SNP members under Anthem benefit from a model of care that is used to assess needs and coordinate care. Within 90 days of enrollment and annually thereafter, each member receives a comprehensive health risk assessment (HRA) that covers physical, behavioral and functional needs, and a comprehensive medication review. The HRA is used to create a member Care Plan. Members with multiple or complex conditions are assigned a health plan case manager.
SNP HRAs, Care Plans and case managers support members and their providers by helping to identify and escalate potential problems for early intervention, ensuring appropriate and timely follow-up appointments, and providing navigation and coordination of services across Medicare and Medicaid programs.
Provider training required
Providers contracted for SNP plans are required to complete an annual training to stay up-to-date with plan benefits and requirements, including details on coordination of care and model of care elements. Every provider contracted for SNP is required to complete an attestation, which states they have completed their annual training. These attestations are located at the end of the self-paced training document.

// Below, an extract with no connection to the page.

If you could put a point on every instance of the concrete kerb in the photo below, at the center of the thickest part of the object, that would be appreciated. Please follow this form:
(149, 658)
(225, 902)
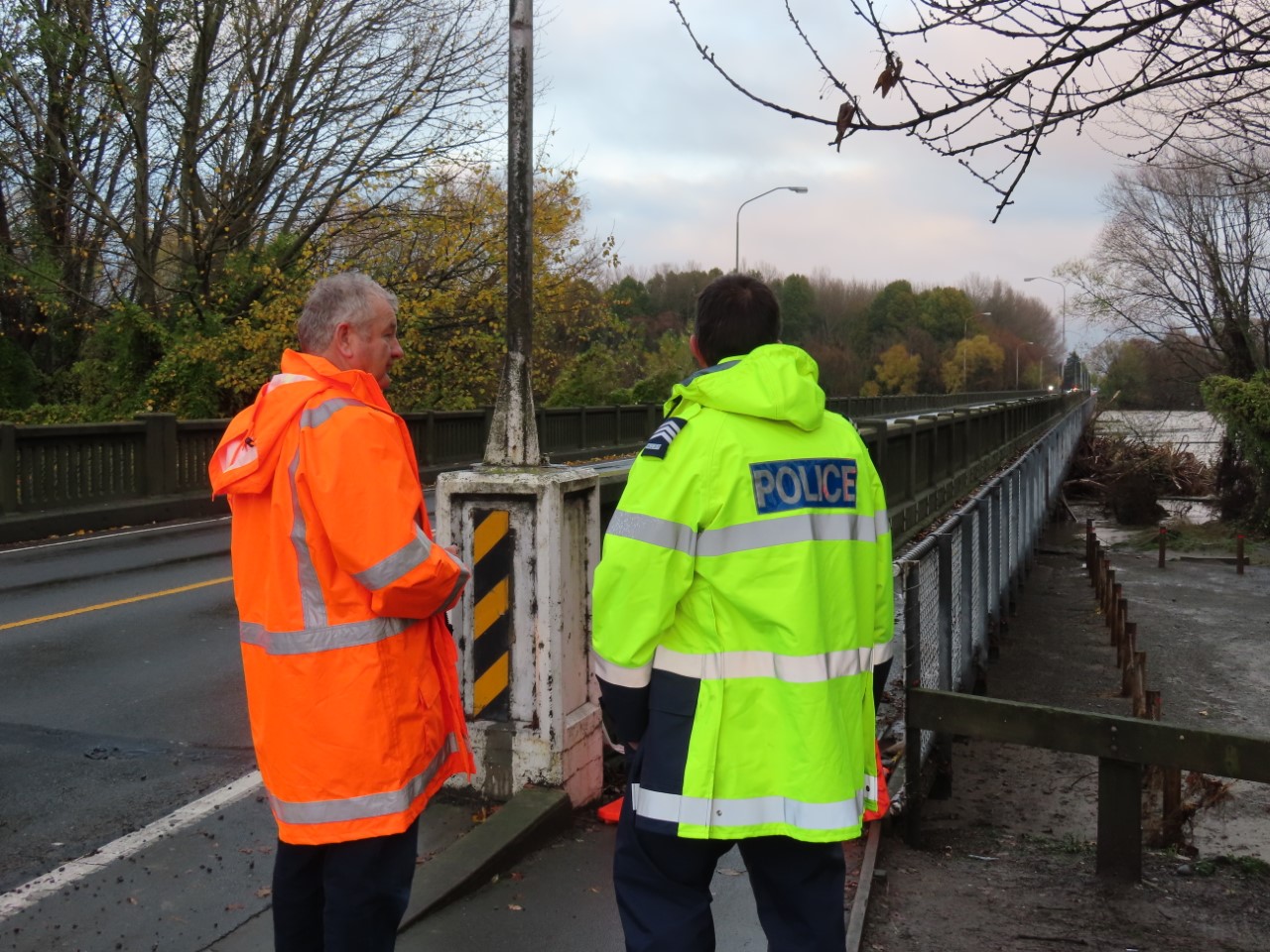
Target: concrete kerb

To take the self-paced training, go to the Model of Care Provider Training link on the Availity Portal.*
How to access the Custom Learning Center on the Availity Portal
- Log in to the Availity Portal.
- At the top of Availity Portal, select Payer Spaces and select the appropriate payer.
- On the Payer Spaces landing page, select Access Your Custom Learning Center from Applications.
- In the Custom Learning Center, select Required Training.
- Select Special Needs Plan and Model of Care Overview.
- Select Enroll.
- Select Start.
- Once the course is completed, select Attestation and complete.
Not registered for Availity?
Have your organization’s designated administrator register your organization for Availity.
- Visit https://www.availity.com to register.
- Select Register.
- Select your organization type.
- In the Registration wizard, follow the prompts to complete the registration for your organization.
Q&A
What does it mean to be dual-eligible? What is a D-SNP?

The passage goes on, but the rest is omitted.